Other than hearing them on HBO’s “The Sopranos,” nicknames that overrode a person’s given name seem to have disappeared from mainstream American life. Growing up in a blue-collar, city neighborhood of the 1940s and1950s, I remember nicknames as commonplace.
The essence of most nicknames was that they were almost always off-handedly bestowed, never chosen by the carrier. Nicknames that could stick to a person for a lifetime usually originated in throw-away lines, offered as casual asides. Most recipients of an adhering nickname, after some futile resistance, would reluctantly acquiesce to their new identities. There are men today in their seventies who, were I to meet then on the street or were their names to come up in conversation, would be greeted or referred to reflexively in the often inexplicable nominatives of their schoolyard or corner lounging days. These were not the benign names of contemporary suburbia. There were no cutesy, parentally endowed “Chips” or “Skips.” These were names like “Jiggs,” “Ozzie” and “Nuggie,” likewise “Fat Sam” and “Fat Ralph,” who incidentally was not fat.

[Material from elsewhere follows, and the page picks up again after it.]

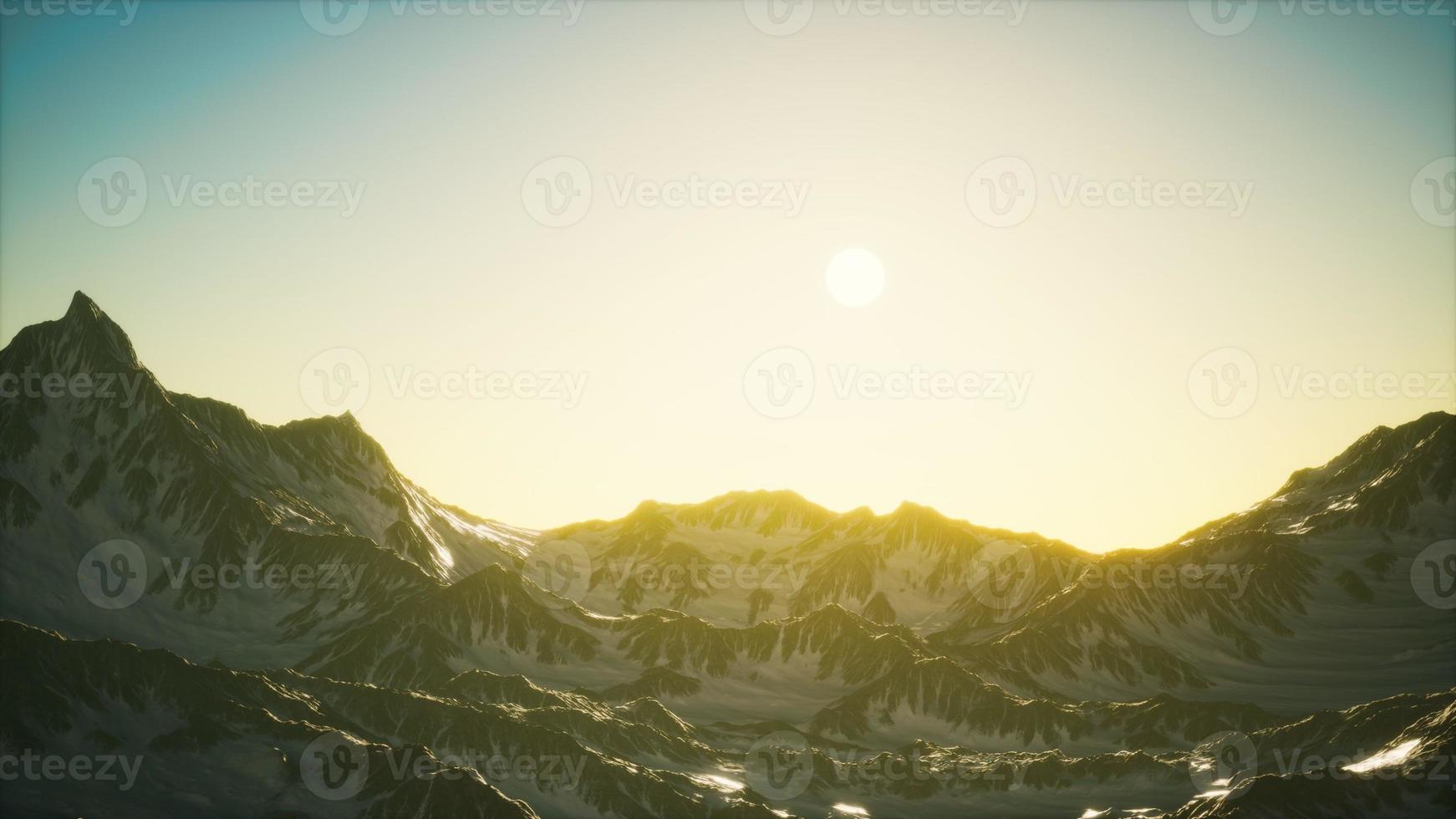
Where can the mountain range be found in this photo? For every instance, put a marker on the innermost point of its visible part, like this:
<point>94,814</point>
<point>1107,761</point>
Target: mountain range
<point>264,620</point>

We had a “Buzz,” more than one “Ace,” a “Duke” and a “Babe.” There was a “Lips,” a “Joe Guinea” and even a “B. O.,” who smelled no worse that the rest of us. “Roughhouse Ray” was a guy congenitally incapable of putting up his dukes, and “Bones” approached the obese. I knew a “Mouse,” a “Chickie,” a “Pidgie,” a “Jug” and a “Gobbler.” Where that last one came from, I have no idea. “Bull Moose” was an imposingly muscular retarded guy who wandered the neighborhood in silence, and the name “Dippy John” was the price that a kid with minor birth defects paid to belong on the corners. “Dippy John” was in no way “dippy.”
I was present when a co-worker told a low-grade joke about a gay attack dog barking “Bowsie-Wowsie.” From that day on he was “The Bowser,” and none of his resentful objections were to any avail.
A cousin of mine got stuck at the age of seven with the name of his radio adventure hero “Brick Bradford.” The full name morphed to “Bricky” and is still answered to by a man now in his sixties. Fifty years ago, another cousin married a plus six-foot sailor who continues to get “Stretch.” An eighth-grade classmate, whose given name I no longer recall, was tagged with “Uncle Miltie,” and another has carried “Fuzzy” into seniorhood. While nicknames were a guy thing, I can recall a “Bubbles,” a “Cookie” and even a “Jukey.”
A kid named Joe lived across the street and it was my own father who, referencing a newspaper ad for a Yiddish theater production of the play “Yostle the Bum,” hung that name on Joe. The name took instantly and permanently, contracting quickly to just “Yostle” and from there to “Yos.” I doubt that hardly anyone from the neighborhood remembers him as anything other than Joe “Yos.”
For the record, I managed to elude getting a nickname.